Pleasure Magnet

There’s an energy on the beach – joy, optimism, playfulness, thankfulness, and wonder.

This is why beaches are pleasure magnets.  How often have you seen angry, anxious, and sad people at a beach?  Rarely in my many years of beachgoing.

The attraction of the beach isn’t to cool down, swim or lie in the sun, as comforting as those may be. The attraction is the promise of simply being.

“Why is it that I can’t sit on my porch and relax, but I can sit on the beach all afternoon?” a friend asks.

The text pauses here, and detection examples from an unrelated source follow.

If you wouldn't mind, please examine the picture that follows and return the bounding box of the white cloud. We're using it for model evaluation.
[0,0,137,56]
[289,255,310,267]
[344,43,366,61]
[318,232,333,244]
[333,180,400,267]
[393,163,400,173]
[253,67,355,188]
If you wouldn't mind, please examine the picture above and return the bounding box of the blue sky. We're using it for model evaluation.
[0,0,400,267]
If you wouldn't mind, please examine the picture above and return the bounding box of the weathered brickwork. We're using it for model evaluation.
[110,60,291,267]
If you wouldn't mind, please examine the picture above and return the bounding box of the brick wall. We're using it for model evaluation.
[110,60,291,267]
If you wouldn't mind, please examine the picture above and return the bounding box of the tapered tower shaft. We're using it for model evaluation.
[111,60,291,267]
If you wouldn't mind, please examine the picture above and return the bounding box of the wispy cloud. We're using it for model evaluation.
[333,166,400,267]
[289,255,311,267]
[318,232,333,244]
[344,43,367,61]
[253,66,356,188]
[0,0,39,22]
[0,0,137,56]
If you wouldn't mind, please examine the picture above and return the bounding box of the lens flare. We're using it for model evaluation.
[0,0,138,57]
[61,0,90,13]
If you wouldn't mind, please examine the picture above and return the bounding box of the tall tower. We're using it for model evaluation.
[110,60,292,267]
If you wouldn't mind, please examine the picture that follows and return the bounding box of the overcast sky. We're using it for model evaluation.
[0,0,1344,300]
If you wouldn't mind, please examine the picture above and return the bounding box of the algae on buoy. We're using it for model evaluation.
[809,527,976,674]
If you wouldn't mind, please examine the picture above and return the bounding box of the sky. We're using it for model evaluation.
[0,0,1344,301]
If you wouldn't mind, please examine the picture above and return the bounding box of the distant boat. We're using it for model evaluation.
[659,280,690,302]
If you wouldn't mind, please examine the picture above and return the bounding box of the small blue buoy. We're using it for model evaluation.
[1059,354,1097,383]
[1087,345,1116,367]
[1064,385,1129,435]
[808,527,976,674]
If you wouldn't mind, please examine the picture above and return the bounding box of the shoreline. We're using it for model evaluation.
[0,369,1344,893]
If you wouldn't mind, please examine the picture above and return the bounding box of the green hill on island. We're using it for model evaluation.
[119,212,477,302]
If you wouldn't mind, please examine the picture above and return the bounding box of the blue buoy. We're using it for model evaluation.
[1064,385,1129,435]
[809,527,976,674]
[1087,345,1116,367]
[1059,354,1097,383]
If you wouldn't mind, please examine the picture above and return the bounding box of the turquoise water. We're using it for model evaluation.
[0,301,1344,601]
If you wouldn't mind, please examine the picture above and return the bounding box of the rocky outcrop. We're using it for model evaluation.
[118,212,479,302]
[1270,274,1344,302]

The beach has magical powers, one of which is stillness.

Another is gratitude.

“We’ll remember this day all winter,” my sisters say as we sit in our low beach chairs, facing west on a September day. Our bathing suits are wet, our faces are slobbered with lotion, and our toes are dug into the sand. We watch the tide go out with each wave, exposing sandbars.

It’s not like we’re on some remote, exotic beach on St. John or the Outer Banks. We are crowded into this speck of beach with many others. Toddlers eat sand, elderly women wade into the ocean with their walkers, teenagers splash and flirt with each other, harried parents plop down with blankets and coolers, exhaling as their bodies unwind before us.

There is no other place any of us crammed into this beach wants to be. Eighty degrees in September? Water warmer than it has been all summer? Plenty of parking spaces because the summer people have left?  No wind or blowing sand?  A beauty of a sunset in a few hours?

This, this, this.

Some read. Some stroll. Others nap. Many quietly talk about the little things in life – new TV series, restaurant openings, tomorrow’s weather, rumors about a Trader Joe’s.

There are no loud radios, raised voices, or tensed faces. The beach has wrapped us all in her warmth and tidal rhythm.

In weeks, the weather will turn – gale winds, damp, cold air, overcast days.

Some will continue to come to this beach to walk. Their bodies will bend at 45-degree angles to hide their faces from the frigid wind. The happy beach chatter will have evaporated.

But today. Today, we bounce around in the waves, agreeing that the water feels warmer than the air.

“Let’s never get out!”

This day.

This beach.

This gathering of strangers soaking in the gloriousness of a beach day.